DiT-JSCC achieves ∼21% LPIPS reduction, halved FID, and notable improvements in semantic scores.

• Qualitative Outcomes: Only DiT-JSCC maintains object shape and semantic content at SNR=0 dB, CBR=1/96; other diffusion GJSCC methods lose key semantic fidelity under identical conditions.

5. Innovations and Mechanistic Insights

• Distributed Stereo JSCC: The SNR-aware cross attention module (SCAM) fuses noisy representations, leveraging patch-level statistical dependencies and channel state information without extra transmission overhead. Patchwise fusion enables side-information utilization from correlated sources, generalized to independently noisy links.
• Generative Semantic JSCC: The dual-branch VFM-driven encoder bridges the semantic gap between JSCC encoders and diffusion decoders. Coarse-to-fine DiT conditioning orders information flow by semantic importance, while classifier-free guidance stabilizes generative sampling.
• Kolmogorov Complexity-Inspired Bandwidth Allocation: Adaptive, training-free bandwidth allocation realizes efficient semantic-detail tradeoff per image, guided by computational proxies for instance complexity, not requiring model retraining or ad hoc heuristics.

6. Limitations, Open Questions, and Future Directions

• Coarse patch alignment (8$\times$8 grid) underlies distributed stereo fusion; misaligned or unrectified views may require new alignment modules.
• Decoder complexity (cross-attention, generative diffusion) is nontrivial compared to classical or vanilla D-JSCC systems; lighter fusion and decoding strategies remain an open area.
• Extension to multi-source settings (e.g., sensor networks, multi-view, multimodal) is plausible, but not yet empirically demonstrated.
• Principal semantic-value estimation (moving beyond text-based KC surrogates) and integration of emergent VFMs (e.g., DINOv3) represent productive future research trajectories.
• Application to video and multimodal channels is anticipated as generative semantic communication frameworks mature.

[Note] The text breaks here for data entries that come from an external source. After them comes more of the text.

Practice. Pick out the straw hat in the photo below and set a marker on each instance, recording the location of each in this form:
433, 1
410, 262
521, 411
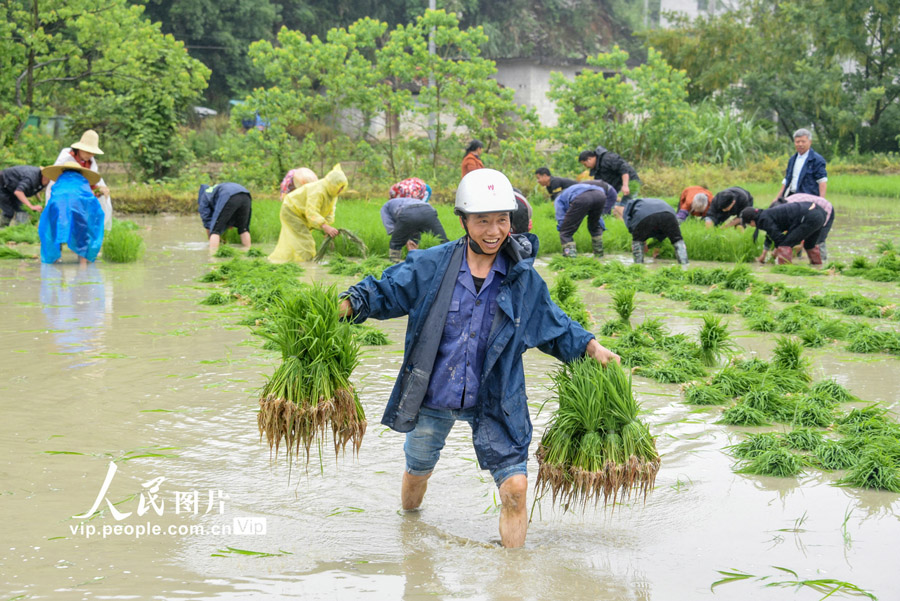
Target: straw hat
53, 172
89, 142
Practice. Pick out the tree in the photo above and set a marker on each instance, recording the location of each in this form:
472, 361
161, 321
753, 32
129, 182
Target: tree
106, 67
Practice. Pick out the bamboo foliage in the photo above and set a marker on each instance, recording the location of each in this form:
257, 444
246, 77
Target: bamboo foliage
595, 446
310, 391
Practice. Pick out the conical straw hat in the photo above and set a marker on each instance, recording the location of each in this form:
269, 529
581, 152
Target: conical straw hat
53, 172
89, 142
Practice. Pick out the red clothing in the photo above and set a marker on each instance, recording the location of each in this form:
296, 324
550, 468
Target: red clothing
687, 197
471, 162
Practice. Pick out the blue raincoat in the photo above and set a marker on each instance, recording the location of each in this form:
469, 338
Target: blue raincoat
73, 216
526, 318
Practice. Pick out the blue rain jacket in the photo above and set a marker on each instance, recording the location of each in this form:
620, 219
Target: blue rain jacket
526, 318
73, 216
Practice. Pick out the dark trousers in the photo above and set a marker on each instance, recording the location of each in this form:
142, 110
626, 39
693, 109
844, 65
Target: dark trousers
588, 204
412, 221
659, 226
9, 204
808, 230
235, 213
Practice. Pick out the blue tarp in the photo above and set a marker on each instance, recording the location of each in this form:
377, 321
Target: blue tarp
73, 216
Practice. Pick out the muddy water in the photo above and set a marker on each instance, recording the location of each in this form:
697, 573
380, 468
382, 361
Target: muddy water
121, 361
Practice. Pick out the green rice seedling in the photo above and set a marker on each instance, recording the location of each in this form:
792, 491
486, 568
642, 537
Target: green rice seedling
812, 338
7, 252
654, 328
216, 298
832, 455
741, 414
715, 341
832, 391
25, 233
753, 304
633, 356
579, 268
565, 294
762, 322
734, 382
675, 371
739, 278
754, 364
704, 394
613, 327
792, 295
623, 303
756, 444
804, 439
595, 446
311, 388
866, 340
717, 301
874, 469
777, 461
796, 270
370, 336
122, 245
792, 319
788, 355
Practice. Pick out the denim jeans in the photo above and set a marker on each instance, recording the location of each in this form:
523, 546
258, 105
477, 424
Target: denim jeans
423, 445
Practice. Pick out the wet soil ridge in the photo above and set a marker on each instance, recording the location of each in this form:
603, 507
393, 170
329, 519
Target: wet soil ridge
310, 392
595, 446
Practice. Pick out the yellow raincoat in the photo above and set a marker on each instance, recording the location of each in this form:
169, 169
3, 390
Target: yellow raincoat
309, 207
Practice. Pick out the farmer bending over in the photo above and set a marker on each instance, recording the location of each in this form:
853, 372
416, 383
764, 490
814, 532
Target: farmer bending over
475, 306
649, 218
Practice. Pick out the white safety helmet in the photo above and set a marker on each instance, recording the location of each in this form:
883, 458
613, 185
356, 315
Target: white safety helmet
484, 191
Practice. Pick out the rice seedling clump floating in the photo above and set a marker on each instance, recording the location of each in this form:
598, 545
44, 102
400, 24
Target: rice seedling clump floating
595, 447
311, 391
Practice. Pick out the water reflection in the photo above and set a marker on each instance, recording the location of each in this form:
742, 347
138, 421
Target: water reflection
76, 302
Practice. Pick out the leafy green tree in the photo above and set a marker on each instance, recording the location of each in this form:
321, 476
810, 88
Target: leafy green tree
105, 67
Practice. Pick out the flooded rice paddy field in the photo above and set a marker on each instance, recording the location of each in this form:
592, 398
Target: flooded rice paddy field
121, 364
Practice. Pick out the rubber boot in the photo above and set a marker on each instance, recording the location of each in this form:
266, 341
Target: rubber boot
681, 252
815, 255
783, 255
597, 245
637, 250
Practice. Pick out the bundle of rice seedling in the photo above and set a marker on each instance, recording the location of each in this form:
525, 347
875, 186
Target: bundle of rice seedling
833, 455
623, 303
370, 336
804, 439
874, 469
347, 237
121, 244
595, 446
756, 444
704, 394
788, 355
216, 298
311, 388
777, 461
565, 294
741, 414
715, 341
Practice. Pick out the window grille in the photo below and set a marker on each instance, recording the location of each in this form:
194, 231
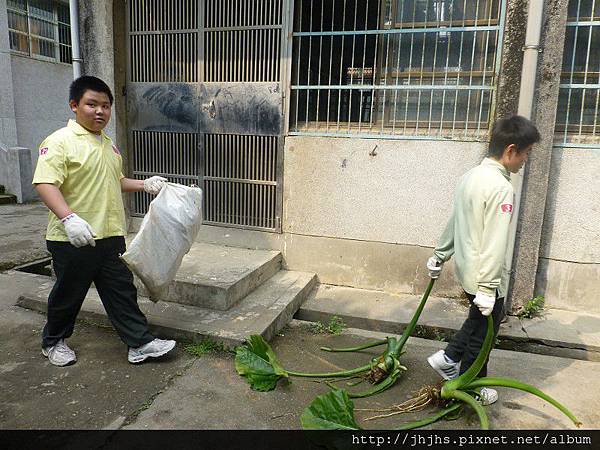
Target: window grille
395, 68
579, 93
40, 29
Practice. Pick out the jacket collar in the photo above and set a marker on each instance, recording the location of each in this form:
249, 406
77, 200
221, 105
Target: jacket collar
490, 162
79, 130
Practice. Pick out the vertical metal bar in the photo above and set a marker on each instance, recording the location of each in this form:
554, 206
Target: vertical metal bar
409, 81
308, 69
352, 66
572, 71
397, 67
585, 75
343, 38
450, 18
462, 36
386, 71
471, 71
422, 69
484, 70
362, 73
440, 14
331, 38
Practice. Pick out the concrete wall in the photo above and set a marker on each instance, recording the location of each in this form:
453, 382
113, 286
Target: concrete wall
8, 126
366, 212
41, 99
569, 272
362, 217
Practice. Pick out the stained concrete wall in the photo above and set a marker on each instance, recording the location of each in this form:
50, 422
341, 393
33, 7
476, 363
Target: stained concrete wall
8, 126
41, 95
367, 213
33, 99
569, 265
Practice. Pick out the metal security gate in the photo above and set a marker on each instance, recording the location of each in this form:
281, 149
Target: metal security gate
205, 103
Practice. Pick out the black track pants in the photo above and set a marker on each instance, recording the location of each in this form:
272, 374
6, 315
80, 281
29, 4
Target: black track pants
76, 269
467, 342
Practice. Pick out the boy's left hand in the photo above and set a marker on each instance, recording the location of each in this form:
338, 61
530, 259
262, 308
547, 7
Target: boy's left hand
485, 303
154, 184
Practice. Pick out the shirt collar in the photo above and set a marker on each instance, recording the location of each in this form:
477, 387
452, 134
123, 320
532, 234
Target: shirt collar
80, 131
493, 163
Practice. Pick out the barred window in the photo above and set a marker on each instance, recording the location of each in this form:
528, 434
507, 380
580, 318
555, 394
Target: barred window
579, 93
40, 28
395, 67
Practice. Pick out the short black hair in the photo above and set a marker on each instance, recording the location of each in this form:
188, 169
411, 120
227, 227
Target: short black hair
512, 130
85, 83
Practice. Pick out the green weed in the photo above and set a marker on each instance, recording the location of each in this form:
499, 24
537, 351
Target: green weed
532, 308
335, 326
204, 347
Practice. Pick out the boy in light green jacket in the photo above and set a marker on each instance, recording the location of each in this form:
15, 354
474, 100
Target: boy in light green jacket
477, 236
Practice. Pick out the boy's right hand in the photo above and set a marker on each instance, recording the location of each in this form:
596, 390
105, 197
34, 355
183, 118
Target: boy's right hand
485, 303
78, 231
434, 266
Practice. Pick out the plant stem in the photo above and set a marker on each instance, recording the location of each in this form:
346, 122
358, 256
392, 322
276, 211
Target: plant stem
463, 396
413, 323
515, 384
382, 386
355, 349
477, 365
430, 419
343, 373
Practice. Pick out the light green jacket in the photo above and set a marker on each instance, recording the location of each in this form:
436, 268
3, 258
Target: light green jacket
477, 232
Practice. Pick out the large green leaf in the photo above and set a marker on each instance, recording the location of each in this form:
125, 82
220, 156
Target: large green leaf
331, 411
257, 362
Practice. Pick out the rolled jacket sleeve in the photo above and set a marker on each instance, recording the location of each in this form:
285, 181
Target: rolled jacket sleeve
445, 248
494, 240
51, 166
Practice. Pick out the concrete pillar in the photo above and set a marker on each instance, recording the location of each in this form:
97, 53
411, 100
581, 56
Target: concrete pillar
97, 46
8, 124
17, 172
102, 29
535, 184
509, 82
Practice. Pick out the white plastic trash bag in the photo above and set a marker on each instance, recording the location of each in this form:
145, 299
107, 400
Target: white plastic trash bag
166, 235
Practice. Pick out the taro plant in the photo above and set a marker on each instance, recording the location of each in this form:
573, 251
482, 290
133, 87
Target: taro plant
532, 308
335, 407
257, 362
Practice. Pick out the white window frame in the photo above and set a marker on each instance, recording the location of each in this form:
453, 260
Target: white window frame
56, 40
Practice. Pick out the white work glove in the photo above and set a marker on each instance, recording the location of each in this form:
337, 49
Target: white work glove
78, 231
154, 184
485, 303
434, 266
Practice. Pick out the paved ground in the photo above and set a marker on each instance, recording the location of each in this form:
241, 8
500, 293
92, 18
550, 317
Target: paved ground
184, 392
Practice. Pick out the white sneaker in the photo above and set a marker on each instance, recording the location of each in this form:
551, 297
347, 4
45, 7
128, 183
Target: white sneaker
59, 354
443, 365
487, 396
153, 349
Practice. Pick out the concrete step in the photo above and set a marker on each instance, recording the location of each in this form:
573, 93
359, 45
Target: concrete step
264, 311
217, 277
7, 199
557, 332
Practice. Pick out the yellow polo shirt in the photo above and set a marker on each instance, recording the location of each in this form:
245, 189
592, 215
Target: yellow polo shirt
87, 168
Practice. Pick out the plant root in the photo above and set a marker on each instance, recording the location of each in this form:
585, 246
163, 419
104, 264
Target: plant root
427, 395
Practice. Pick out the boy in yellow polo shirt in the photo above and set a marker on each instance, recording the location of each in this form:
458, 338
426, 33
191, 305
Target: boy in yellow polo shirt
79, 178
477, 237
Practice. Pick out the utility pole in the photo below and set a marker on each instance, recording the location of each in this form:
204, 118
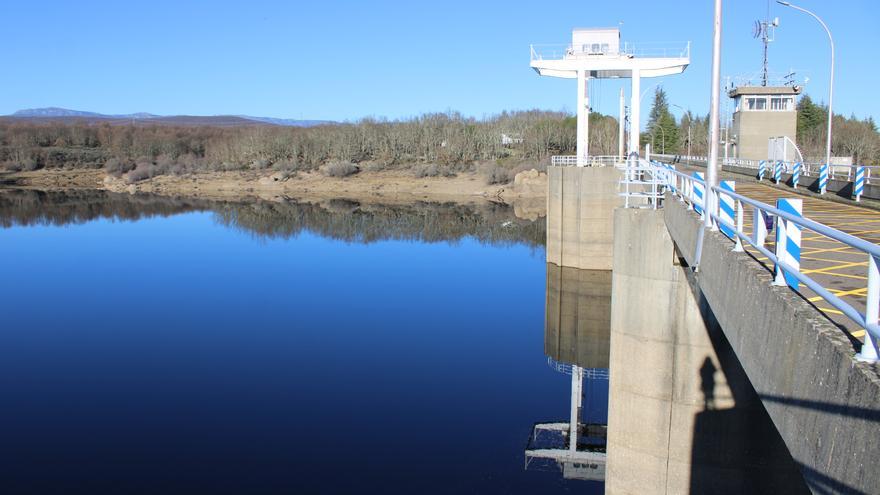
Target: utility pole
714, 119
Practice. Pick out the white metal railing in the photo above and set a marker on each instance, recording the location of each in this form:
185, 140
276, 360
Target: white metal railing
808, 169
591, 161
642, 188
565, 368
683, 186
562, 51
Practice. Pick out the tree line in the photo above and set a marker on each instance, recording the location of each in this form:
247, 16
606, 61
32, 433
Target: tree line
450, 140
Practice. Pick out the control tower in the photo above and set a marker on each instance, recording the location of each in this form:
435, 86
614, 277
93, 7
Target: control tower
599, 53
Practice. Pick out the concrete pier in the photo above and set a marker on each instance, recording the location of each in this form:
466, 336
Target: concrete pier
578, 320
580, 202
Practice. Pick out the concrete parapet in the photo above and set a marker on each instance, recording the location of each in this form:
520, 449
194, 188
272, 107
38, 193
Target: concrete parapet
825, 405
580, 205
682, 416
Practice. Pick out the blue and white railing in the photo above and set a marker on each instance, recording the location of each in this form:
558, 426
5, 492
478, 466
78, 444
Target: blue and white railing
787, 214
763, 168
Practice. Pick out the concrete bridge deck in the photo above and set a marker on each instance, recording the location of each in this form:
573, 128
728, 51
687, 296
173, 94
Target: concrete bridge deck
840, 268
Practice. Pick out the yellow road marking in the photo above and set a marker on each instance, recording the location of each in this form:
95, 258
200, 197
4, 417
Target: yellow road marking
829, 310
836, 267
841, 293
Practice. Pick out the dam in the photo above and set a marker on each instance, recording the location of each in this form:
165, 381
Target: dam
742, 317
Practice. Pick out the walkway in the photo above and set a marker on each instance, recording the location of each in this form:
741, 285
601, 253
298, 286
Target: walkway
839, 268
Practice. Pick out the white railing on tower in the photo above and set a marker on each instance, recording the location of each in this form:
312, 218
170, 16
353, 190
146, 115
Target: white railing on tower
562, 51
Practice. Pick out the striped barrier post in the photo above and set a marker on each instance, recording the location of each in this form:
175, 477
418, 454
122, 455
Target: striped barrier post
726, 208
823, 178
859, 185
870, 352
699, 193
788, 242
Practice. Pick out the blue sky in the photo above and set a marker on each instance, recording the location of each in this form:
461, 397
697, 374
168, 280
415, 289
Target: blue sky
343, 60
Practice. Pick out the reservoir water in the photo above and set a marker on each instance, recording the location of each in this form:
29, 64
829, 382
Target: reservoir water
152, 345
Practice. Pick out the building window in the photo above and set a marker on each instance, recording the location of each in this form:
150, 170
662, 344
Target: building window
781, 103
756, 103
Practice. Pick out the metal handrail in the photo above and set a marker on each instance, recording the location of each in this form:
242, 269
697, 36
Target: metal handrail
809, 169
868, 321
560, 51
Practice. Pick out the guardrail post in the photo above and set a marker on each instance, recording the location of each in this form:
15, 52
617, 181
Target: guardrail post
859, 185
869, 350
739, 227
699, 193
726, 208
788, 242
823, 178
759, 227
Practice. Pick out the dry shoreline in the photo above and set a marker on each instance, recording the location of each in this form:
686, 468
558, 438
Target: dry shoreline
527, 193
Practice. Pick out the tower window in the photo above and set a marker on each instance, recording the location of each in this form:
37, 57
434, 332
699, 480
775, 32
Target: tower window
781, 103
756, 103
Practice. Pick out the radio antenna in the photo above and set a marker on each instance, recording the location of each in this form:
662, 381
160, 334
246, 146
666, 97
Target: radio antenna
765, 30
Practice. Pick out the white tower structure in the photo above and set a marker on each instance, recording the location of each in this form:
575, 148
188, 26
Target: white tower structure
598, 53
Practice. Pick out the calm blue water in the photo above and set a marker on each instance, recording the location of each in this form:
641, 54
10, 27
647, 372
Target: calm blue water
185, 353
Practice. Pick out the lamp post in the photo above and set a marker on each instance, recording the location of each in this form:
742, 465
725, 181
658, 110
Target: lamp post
830, 82
689, 126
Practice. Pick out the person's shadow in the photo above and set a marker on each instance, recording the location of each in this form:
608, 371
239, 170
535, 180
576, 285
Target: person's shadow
707, 383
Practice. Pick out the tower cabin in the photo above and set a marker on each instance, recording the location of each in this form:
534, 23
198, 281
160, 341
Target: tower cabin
764, 117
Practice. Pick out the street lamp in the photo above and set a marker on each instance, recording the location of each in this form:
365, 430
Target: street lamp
689, 127
662, 137
830, 82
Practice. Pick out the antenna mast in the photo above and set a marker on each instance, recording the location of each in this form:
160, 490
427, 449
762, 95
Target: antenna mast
765, 30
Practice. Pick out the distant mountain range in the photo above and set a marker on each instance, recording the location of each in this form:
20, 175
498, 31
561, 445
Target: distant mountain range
66, 115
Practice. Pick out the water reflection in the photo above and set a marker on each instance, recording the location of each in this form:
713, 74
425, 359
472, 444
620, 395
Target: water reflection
353, 221
241, 347
577, 344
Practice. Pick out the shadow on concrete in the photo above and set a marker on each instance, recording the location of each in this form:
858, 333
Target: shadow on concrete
827, 407
736, 449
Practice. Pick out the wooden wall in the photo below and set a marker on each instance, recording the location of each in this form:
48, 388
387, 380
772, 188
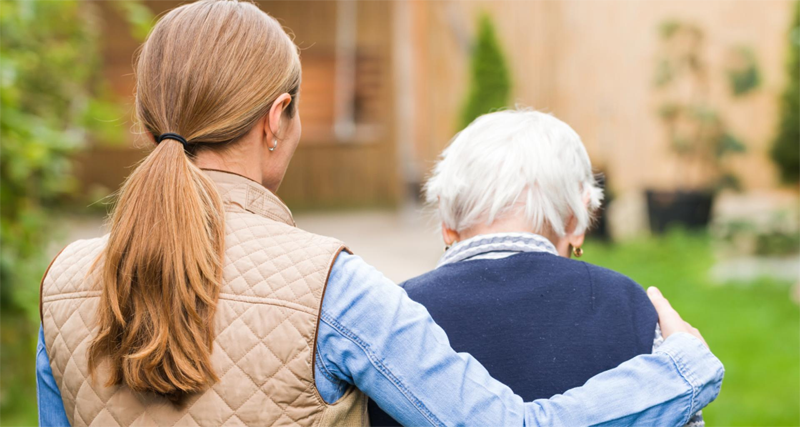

7. Broader Implications and Positioning

DiT-JSCC—spanning distributed and semantic-generative variants—establishes a unified direction for deep JSCC methodologies emphasizing robust, perception-aligned transmission under extreme wireless conditions. By co-designing encoders with explicit semantic priors and employing advanced cross-attention and generative architectures (transformers, diffusion models), these frameworks define contemporary best practices for high-fidelity image transmission, with clear superiority over separation-based and pixel-loss-trained deep coding baselines across semantic and perceptual metrics (Wang et al., 2022, Tan et al., 6 Jan 2026). A plausible implication is that DiT-JSCC methodologies can be generalized to broader communication contexts where semantic fidelity and efficiency are critical.